The intel B75 vs Z77 boards will perform the same... the Z77 has more power-user features for games and overclocking. I just built 4 B75 systems for an office. I otherwise use the Z77.

Get a refund on that HP, you have 2 weeks to return computers. IT is WIN8 computer that IS NOT COMPATIBLE with your software or hardware. Return it to the store, get your money back.

The intel i3 system I told you about can be built in an hour or so... then install with your WinXP discs.

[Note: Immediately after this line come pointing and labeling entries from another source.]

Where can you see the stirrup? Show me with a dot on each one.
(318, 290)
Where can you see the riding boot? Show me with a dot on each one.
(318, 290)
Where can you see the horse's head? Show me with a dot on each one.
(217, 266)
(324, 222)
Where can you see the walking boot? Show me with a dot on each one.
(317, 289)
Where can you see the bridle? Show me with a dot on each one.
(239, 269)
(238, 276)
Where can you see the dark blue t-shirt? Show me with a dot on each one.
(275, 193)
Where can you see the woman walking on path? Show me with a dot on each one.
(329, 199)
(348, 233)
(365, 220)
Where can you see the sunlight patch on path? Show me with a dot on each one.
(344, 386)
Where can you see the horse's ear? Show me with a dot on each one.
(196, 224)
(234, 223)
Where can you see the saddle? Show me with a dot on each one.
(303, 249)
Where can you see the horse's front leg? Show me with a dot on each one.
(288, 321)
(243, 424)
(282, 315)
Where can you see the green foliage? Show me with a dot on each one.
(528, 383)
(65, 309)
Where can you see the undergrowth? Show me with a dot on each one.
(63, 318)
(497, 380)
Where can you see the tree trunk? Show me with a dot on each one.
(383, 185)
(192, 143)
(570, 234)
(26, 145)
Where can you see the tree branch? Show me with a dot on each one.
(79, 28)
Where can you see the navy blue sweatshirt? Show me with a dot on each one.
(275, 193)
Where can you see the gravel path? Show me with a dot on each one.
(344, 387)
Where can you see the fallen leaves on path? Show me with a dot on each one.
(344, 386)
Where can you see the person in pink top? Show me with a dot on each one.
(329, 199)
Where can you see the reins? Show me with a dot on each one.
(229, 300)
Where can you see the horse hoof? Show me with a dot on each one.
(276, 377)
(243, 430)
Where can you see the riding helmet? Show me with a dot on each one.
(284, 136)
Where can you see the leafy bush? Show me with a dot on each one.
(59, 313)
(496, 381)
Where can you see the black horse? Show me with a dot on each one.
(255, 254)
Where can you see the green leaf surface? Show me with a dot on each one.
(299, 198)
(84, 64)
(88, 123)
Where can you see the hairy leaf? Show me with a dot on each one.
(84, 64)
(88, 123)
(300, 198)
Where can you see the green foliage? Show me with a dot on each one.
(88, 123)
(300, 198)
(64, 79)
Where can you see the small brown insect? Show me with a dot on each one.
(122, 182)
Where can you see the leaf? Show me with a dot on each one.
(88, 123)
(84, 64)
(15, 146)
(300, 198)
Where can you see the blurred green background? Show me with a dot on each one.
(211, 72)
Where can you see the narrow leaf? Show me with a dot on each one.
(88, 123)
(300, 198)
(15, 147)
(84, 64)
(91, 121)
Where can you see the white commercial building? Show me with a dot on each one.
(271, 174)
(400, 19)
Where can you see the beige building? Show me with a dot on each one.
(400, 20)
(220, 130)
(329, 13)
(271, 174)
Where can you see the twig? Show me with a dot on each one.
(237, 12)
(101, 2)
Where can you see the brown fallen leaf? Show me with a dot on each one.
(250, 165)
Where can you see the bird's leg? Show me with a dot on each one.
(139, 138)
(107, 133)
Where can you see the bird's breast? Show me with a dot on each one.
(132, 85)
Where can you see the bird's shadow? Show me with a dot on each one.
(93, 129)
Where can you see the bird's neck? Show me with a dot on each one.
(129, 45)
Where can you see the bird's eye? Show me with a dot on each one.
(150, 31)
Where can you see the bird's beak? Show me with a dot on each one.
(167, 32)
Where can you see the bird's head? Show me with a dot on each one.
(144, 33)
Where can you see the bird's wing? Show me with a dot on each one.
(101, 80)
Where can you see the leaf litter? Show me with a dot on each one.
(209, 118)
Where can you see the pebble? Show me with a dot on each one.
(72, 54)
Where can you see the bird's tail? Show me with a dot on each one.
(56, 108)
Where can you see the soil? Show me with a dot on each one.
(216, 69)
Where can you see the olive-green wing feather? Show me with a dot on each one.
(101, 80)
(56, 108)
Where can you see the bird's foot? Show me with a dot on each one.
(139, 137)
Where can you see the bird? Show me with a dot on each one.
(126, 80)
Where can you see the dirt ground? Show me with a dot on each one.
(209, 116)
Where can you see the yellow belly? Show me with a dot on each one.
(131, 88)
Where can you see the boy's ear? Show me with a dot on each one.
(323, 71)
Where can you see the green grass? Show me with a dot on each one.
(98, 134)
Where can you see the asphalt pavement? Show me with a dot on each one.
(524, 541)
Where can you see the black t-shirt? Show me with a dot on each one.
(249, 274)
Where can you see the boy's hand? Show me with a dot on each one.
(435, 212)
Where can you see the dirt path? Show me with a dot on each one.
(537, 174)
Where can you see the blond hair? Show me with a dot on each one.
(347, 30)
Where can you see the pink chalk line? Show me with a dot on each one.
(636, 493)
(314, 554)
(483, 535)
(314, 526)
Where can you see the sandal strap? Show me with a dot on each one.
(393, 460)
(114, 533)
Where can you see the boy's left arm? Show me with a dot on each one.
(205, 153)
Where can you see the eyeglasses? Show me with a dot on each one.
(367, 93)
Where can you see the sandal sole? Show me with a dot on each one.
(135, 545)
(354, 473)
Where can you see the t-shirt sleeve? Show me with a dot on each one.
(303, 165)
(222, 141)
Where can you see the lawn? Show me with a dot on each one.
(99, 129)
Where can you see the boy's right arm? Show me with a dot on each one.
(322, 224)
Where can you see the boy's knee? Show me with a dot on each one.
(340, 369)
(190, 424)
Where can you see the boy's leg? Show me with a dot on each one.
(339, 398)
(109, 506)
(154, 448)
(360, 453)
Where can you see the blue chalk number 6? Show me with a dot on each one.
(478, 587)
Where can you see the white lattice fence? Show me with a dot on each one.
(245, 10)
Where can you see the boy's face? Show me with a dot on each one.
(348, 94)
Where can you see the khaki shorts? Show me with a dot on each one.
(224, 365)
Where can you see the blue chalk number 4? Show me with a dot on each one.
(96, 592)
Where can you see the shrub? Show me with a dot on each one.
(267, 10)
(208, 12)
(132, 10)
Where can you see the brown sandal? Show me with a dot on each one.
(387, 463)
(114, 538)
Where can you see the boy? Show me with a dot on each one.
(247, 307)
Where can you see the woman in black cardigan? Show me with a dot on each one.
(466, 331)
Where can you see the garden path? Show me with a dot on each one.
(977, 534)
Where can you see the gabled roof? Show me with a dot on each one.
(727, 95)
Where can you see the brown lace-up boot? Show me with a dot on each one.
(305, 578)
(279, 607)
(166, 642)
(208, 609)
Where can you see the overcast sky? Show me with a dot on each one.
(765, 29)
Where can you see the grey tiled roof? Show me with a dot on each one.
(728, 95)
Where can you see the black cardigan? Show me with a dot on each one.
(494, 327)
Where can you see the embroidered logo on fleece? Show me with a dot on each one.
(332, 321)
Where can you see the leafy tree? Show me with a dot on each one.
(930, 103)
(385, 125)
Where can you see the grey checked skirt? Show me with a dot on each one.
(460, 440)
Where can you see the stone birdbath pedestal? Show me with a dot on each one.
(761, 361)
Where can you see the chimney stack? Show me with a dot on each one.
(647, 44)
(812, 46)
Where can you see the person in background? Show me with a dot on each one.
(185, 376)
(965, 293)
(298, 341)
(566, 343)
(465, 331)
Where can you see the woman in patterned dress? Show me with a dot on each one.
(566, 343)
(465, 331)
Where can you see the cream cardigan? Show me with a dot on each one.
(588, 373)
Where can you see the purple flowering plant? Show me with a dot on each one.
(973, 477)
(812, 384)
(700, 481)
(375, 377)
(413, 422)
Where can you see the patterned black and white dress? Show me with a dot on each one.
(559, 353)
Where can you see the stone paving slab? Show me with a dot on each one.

*WinXP will not support all the features of modern hardware... such as USB3.0. You can go for even a cheaper case for $10~20 less... its up to you. Get what you like. Better cases are near the $100 range. But a $30 case will hold your parts.
*MS support for XP ends this April. You can still get the security/bug patches, but MS will no longer make new ones.

Your old computer is most likely not worth updating, especially if its 6+ years old. And if it dies next month... then what?


----------



## TerryNet (Mar 23, 2005)

> *MS support for XP ends this April.


Next April; Support Ends April 8, 2014.  That's still coming up pretty fast.


----------



## cstortion (Apr 15, 2005)

I appreciate all of the input that I received from all of you. Speed is a relative thing. Candidly, the new computer was fast, for me. Everything else about it is what's causing my problems. 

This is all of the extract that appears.